As its name suggests, Summer Cocktail comprises an invigorating blend of styles and strengths which leave one feeling slightly less in touch with the day-to-day world on the way out than one did on the way in.
This reviewer's favourites included Lucy Jones's 'Blue Bear Café' (right): a familiar Canonmills scene here fragmented, refracted and reassembled as collage, monoprint and wax.
For all its apparent disjointedness, there is a solidity about its blues and blacks and central door recess which is particularly satisfying.
Drummond Mayo's 'Meditation' is similar, at first glance, although here the viewer must settle for an effect which is far less resolved. That familiar point one often reaches with Mayo's works, when a step back and a refocusing of the eyes reveals some hidden image, eludes on this occasion.
Instead one is left to wonder, to take time, ruminate upon this gentle dissolution.
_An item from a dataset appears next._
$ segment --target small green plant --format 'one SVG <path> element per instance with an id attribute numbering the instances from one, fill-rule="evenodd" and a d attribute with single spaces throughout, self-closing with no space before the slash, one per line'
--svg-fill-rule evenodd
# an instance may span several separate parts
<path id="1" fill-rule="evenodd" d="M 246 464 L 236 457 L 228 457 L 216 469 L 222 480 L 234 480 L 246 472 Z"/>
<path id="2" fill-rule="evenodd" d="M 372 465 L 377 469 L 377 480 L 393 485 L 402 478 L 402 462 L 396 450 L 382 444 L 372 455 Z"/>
Perhaps, after all, it is purely abstract.
Patience is again required for Douglas Sneddon's 'Backstage'. I gave up trying to make sense of it all, and instead contented myself with taking pleasure in this particular mix of colours and tones, the sense of optimism, of excitement and potential behind the jumbled foreground.
Frank McNab's intriguing 'Poetry Boxes' are available together or apart, each containing the verse which inspired the image on the lid.
My favourite combination of words and image was the box inspired by Thomas Hardy's 'Faintheart in a Railway Train'. The poet's lack of resolution, courage, ability to seize the moment present an altogether more problematic instant than Edward Thomas's birdsong-haunted 'Adlestrop'. Hardy's is a recognisably disconnected, modern dilemma ... now, of course, generally sorted out not in heart-wrung poetry but on the next morning's Letters page of the Metro.
Finally, a word of appreciation for Barbara Franc's two beautifully realised and intricately wrought hares, only one of which appears in the image below. —AM
Summer Cocktail continues at the Union Gallery (45 Broughton Street) until 2 August.